【最大要因は,循環血漿量の減少。透析法の工夫で回避可能】
透析中の血圧低下の最大要因は,循環血漿量の減少によるものです。まず,ドライウェイトの設定が適正かどうかを確認することが重要です。循環血漿量の減少が著明でないのに血圧が低下する場合,心機能障害を疑います。また,自律神経障害も原因となります。自律神経障害では,除水による循環血漿量減少に対して自律神経反射が生じず,血管が適切に収縮しないため,血圧低下が起こります。その他,低アルブミン血症や貧血なども低血圧の原因となります。
本例は,心疾患の既往や不整脈がなく,CTRも45.0%と拡大していないため,明らかな心機能障害はないように思われますが,心エコーで心機能や弁膜症の有無について確認するのは必要です。また,起立性低血圧の有無や心電図でCV-RRをチェックして,自律神経障害の有無をみておく必要があるでしょう。
明らかな心機能障害や自律神経障害がない場合,少し(とりあえず0.5kgくらい)ドライウェイトを上げて,血圧が安定するかどうかみるのがよいように思います。
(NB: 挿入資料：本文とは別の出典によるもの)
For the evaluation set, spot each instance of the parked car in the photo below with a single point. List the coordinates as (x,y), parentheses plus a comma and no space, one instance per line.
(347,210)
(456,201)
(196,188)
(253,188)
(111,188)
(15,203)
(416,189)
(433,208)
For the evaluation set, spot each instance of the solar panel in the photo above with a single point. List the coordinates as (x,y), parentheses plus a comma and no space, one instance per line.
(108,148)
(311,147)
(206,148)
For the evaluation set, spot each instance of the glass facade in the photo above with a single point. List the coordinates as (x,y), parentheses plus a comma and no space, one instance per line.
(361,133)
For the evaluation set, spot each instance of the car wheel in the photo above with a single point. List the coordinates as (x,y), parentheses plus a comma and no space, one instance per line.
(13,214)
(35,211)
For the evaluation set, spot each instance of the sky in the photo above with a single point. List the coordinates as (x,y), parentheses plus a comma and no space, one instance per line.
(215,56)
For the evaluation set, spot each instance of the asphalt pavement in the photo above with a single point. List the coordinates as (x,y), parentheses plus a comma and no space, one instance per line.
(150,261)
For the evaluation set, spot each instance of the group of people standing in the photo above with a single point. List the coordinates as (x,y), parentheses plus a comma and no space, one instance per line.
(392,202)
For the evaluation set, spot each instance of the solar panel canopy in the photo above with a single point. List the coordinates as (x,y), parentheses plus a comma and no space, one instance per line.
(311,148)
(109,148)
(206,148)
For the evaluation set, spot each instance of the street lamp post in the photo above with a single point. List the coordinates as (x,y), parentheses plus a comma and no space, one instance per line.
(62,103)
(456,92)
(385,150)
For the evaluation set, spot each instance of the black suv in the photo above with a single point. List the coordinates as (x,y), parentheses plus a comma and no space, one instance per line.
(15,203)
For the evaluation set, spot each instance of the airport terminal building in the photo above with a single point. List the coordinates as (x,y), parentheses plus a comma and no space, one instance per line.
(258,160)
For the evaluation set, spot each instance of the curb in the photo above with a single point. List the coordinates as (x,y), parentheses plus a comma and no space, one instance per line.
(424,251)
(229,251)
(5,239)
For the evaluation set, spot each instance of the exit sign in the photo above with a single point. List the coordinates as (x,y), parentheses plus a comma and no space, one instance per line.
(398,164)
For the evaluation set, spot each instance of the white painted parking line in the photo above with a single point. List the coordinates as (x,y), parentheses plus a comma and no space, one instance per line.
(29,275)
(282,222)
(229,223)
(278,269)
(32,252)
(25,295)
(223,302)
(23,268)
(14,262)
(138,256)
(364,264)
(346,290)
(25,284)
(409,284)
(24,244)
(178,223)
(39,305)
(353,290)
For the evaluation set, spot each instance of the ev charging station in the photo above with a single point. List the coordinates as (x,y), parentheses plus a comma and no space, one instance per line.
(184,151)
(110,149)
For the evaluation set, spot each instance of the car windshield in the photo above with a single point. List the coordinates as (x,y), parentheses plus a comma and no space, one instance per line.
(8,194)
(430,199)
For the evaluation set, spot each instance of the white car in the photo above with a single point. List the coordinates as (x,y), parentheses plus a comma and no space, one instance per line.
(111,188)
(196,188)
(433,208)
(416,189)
また,除水量(除水速度)は1800~2000mL(450~500mL/時)とそれほど多くありませんが,体重が40kgと少ないことを考慮すると,この程度の除水速度でも循環動態に影響する可能性があります。できるだけ体重増加を少なくするよう患者指導を行い,除水速度が減らせれば,血圧低下を予防できる可能性が高いと思われます。
本例は,開始2時間後くらいに血圧低下が起こるとのことですので,Naプロファイル法で透析前半のNa濃度を高めにしてみると効果的かもしれません。あるいは,ドロキシドパ(ドプス®)やアメジニウム(リズミック®)などの昇圧薬を透析開始時に内服してもらうのも,血圧および脳血流の保持に有効です1)。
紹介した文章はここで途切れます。